To improve mapping accuracy and utilize known sequence variation between strains, all BXDs and F1hybrid samples were aligned separately to both the mm10 reference and the de novo D2 assembly. To reduce error in quantification of H3K4me3 levels due to genomic regions containing repetitive sequences, we removed reads with multiple alignments and retained reads with alignment metric of 60 that lacked small indels, which can often indicate misalignment.
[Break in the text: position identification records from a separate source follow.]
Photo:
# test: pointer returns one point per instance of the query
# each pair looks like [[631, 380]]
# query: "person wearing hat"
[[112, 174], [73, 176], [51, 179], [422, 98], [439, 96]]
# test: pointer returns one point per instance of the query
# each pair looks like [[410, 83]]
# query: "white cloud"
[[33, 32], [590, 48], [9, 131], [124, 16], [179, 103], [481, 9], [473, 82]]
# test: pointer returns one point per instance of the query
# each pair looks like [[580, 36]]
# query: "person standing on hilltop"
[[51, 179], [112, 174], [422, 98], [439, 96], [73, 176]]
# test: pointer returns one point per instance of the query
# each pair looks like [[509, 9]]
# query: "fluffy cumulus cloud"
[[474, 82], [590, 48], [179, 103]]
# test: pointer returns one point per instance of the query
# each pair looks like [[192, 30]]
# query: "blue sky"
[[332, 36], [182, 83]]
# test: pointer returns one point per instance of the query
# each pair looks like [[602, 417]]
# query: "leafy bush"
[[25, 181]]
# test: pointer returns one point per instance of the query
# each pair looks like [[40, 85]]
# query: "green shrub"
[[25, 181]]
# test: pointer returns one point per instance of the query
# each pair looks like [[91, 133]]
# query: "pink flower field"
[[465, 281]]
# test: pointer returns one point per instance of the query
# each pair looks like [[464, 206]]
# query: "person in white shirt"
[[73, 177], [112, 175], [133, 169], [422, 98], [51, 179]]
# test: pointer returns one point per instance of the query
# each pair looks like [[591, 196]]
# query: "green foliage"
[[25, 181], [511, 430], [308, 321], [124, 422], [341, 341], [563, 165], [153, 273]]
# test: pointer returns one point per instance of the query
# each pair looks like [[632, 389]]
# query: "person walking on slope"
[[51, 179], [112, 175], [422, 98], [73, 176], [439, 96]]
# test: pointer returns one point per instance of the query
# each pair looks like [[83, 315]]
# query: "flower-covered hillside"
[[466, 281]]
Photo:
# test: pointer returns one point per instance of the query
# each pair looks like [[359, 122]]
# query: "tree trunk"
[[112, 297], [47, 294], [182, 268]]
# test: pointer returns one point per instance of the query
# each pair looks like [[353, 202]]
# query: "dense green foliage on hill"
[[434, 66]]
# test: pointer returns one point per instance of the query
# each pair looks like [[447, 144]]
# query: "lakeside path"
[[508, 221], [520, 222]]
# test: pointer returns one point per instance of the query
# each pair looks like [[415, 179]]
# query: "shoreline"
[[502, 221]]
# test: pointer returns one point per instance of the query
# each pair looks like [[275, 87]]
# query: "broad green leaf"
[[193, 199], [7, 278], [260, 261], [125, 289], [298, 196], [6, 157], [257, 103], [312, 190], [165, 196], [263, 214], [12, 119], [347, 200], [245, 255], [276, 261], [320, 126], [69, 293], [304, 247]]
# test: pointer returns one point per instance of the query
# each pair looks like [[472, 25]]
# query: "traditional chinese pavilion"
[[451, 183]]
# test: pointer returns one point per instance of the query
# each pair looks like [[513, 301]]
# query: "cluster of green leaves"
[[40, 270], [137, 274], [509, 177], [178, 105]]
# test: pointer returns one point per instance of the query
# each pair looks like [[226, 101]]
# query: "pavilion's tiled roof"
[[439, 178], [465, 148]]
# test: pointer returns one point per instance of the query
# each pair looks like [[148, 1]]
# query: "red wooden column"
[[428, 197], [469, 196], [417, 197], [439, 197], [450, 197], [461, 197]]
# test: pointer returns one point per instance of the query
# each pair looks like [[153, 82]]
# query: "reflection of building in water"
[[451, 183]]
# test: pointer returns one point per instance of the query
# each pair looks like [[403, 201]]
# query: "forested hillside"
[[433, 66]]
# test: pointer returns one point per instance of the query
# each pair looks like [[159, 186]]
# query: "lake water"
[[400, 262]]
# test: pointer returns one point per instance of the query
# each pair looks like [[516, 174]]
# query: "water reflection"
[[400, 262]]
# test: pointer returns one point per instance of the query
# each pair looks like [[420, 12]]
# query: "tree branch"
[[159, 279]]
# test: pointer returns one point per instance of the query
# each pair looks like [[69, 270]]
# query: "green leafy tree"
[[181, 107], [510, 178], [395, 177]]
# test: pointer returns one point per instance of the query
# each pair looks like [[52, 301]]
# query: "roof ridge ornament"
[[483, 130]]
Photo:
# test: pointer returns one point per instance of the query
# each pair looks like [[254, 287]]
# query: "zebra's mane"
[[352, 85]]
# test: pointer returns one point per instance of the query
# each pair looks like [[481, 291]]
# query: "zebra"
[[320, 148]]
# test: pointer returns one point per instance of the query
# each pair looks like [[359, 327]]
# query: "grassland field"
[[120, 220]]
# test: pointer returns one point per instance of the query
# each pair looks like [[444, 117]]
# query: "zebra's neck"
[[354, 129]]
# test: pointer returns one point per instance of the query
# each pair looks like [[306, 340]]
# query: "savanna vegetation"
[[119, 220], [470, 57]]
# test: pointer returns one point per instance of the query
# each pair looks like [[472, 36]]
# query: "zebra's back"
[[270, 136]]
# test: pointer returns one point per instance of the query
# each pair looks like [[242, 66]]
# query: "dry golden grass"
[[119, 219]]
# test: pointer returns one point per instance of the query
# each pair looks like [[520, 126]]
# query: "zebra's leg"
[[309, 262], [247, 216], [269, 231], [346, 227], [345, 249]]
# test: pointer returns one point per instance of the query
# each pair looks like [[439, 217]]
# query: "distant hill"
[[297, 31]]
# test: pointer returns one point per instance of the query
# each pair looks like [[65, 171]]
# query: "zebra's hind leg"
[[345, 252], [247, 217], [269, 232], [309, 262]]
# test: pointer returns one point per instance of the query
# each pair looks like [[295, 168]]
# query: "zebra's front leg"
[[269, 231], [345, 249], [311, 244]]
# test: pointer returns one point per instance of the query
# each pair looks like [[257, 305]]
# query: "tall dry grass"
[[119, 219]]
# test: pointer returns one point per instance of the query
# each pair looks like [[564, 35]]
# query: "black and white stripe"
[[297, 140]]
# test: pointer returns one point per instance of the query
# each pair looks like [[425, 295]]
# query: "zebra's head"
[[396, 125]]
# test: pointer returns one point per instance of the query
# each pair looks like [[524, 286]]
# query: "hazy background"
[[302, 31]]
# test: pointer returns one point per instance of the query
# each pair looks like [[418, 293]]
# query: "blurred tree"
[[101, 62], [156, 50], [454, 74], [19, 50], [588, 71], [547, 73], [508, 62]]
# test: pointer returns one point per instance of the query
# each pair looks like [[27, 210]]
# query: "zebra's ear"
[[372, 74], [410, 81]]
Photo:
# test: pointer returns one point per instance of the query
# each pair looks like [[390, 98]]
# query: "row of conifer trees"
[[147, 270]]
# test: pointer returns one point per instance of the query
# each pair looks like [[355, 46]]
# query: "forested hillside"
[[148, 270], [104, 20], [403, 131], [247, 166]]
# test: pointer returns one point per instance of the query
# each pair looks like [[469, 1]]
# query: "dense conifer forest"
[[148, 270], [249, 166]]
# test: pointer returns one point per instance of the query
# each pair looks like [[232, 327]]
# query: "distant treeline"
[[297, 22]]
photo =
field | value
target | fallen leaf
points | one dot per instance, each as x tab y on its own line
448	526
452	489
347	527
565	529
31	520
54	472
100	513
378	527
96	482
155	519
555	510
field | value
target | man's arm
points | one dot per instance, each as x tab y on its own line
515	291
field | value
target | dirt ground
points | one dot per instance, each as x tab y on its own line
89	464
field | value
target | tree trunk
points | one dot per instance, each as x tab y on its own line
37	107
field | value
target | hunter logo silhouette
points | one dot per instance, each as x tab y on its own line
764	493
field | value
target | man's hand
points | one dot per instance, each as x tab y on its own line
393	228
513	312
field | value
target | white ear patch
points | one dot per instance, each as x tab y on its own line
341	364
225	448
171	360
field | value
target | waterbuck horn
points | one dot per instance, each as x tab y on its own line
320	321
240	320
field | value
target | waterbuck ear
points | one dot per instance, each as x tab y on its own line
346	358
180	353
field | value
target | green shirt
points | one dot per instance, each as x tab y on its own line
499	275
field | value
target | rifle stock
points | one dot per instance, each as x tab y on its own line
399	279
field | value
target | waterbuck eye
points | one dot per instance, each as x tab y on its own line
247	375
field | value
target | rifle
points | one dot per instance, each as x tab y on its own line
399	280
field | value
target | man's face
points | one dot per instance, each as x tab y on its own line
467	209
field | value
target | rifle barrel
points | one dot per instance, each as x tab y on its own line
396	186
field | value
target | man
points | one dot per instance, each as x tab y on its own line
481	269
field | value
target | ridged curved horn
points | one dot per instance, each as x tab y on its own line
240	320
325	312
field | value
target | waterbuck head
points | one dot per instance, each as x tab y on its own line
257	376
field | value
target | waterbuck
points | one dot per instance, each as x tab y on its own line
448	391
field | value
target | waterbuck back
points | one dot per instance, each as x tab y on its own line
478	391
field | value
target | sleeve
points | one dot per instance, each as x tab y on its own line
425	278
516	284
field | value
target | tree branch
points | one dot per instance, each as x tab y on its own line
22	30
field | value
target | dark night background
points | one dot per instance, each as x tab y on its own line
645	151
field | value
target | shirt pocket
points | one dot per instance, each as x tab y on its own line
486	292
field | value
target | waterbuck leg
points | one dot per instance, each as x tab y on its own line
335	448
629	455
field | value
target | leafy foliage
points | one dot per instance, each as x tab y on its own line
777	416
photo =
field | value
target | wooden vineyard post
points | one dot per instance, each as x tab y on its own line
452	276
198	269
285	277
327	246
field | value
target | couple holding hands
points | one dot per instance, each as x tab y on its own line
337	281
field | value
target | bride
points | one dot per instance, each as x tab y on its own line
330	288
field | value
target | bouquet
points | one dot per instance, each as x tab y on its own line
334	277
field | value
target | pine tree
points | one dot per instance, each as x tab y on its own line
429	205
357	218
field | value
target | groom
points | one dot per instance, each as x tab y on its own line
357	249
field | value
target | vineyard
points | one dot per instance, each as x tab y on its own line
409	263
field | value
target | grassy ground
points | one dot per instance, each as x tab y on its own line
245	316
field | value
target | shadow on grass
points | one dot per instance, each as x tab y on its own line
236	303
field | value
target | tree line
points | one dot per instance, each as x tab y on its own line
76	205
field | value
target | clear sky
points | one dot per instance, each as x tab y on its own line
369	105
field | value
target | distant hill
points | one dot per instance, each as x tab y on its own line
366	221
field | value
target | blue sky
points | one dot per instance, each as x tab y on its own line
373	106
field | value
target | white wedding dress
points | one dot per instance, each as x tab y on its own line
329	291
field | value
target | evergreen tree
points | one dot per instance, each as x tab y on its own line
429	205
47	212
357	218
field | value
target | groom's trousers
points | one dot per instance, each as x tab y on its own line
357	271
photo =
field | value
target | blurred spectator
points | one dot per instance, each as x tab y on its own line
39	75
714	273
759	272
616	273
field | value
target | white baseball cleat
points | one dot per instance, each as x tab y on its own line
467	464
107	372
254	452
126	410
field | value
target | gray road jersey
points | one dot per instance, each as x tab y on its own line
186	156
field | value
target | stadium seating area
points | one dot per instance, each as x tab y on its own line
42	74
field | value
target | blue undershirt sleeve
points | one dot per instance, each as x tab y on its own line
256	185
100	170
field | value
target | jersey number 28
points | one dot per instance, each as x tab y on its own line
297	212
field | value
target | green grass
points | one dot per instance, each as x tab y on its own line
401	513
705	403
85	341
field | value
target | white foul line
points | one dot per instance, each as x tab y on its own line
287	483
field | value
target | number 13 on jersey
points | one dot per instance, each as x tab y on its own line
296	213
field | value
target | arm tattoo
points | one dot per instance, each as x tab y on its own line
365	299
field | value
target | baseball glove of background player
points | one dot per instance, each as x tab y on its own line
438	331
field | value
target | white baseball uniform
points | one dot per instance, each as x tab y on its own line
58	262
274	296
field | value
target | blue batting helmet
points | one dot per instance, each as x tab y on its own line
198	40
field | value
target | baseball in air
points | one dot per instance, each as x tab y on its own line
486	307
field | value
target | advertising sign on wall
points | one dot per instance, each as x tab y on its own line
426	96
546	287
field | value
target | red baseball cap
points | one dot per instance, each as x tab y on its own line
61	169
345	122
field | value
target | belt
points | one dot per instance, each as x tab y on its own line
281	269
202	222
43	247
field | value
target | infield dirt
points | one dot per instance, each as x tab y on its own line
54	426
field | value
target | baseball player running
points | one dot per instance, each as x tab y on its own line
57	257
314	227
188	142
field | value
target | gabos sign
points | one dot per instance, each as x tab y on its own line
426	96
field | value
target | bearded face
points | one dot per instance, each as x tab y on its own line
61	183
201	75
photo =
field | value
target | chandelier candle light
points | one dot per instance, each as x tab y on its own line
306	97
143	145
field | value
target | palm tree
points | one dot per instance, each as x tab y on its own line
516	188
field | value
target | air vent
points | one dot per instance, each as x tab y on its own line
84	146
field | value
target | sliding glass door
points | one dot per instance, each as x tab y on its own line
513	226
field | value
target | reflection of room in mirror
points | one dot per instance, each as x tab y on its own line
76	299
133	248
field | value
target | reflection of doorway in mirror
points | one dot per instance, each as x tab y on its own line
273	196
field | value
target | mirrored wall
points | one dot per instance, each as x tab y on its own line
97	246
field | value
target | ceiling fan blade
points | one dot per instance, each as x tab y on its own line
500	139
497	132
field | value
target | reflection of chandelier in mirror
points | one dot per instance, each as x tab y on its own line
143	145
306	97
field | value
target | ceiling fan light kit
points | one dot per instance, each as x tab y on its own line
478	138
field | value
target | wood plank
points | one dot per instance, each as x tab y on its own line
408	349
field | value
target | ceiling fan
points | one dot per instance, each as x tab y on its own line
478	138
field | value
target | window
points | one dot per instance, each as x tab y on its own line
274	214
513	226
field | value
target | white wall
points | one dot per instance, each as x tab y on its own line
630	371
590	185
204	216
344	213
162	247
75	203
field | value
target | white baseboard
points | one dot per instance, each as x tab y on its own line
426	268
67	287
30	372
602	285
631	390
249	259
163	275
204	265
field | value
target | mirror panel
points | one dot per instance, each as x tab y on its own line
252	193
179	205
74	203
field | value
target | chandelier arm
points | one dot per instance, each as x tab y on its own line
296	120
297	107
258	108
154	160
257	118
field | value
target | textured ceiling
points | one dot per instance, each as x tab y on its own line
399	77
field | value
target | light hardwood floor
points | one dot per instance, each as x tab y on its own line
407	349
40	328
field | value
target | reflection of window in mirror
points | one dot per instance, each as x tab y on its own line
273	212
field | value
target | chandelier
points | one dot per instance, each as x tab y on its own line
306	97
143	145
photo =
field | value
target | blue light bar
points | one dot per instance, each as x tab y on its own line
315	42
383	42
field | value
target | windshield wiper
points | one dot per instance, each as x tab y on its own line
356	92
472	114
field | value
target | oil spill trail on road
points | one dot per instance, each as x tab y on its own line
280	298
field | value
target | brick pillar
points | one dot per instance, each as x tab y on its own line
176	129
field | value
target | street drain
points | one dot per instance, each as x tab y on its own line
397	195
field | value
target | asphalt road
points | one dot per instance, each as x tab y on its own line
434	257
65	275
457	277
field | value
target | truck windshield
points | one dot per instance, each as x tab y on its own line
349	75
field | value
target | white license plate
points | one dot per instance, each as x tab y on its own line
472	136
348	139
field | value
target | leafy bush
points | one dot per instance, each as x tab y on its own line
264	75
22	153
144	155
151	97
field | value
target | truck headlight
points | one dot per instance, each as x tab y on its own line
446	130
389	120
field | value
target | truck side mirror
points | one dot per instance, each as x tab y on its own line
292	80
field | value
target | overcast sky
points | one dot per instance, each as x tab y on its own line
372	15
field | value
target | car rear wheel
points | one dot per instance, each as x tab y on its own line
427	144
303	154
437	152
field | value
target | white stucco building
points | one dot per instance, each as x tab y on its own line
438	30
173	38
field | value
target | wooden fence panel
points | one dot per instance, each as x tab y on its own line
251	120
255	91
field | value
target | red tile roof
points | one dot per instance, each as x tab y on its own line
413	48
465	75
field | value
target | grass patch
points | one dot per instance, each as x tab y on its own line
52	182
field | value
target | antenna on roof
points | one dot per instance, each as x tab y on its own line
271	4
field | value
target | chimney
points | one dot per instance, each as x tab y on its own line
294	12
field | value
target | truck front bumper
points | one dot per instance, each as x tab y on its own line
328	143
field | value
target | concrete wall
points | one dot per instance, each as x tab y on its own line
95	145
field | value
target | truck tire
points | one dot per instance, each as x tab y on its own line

Subsequently, for each genomic interval in the peakome, final reads counts were summed for those that mapped uniquely to one of the assemblies along with those that mapped equally well to both B6 and D2 genome assemblies.

Acknowledgment

This manuscript is dedicated to the memory of Pavlina Petkova, a wonderful scientist, colleague, and wonderful friend. We thank members of the Baker, Paigen, Petkov, and Carter laboratories for their discussion of the data and manuscript. This work was assisted by The Jackson Laboratory scientific services, which are supported through National Institutes of Health Cancer Core grant CA34196. BXD ESC lines were kindly provided by Anne Czechanski and Laura Reinholdt, funded by the Special Mouse Strain Resource OD011102-18. Funding for the work was provided by NIGMS F32-GM101736 and The Jackson Laboratory start-up funds supporting C.L.B., and P01-GM099640 to K.P. and G.W.C.

Specifics of this data set

This data has all of the normalization steps already applied. Normalized read counts. Essentially we used a method out of the R package edgeR to normalize for both read depth and composition, followed by log2 transformation, and then subtraction of PCA1.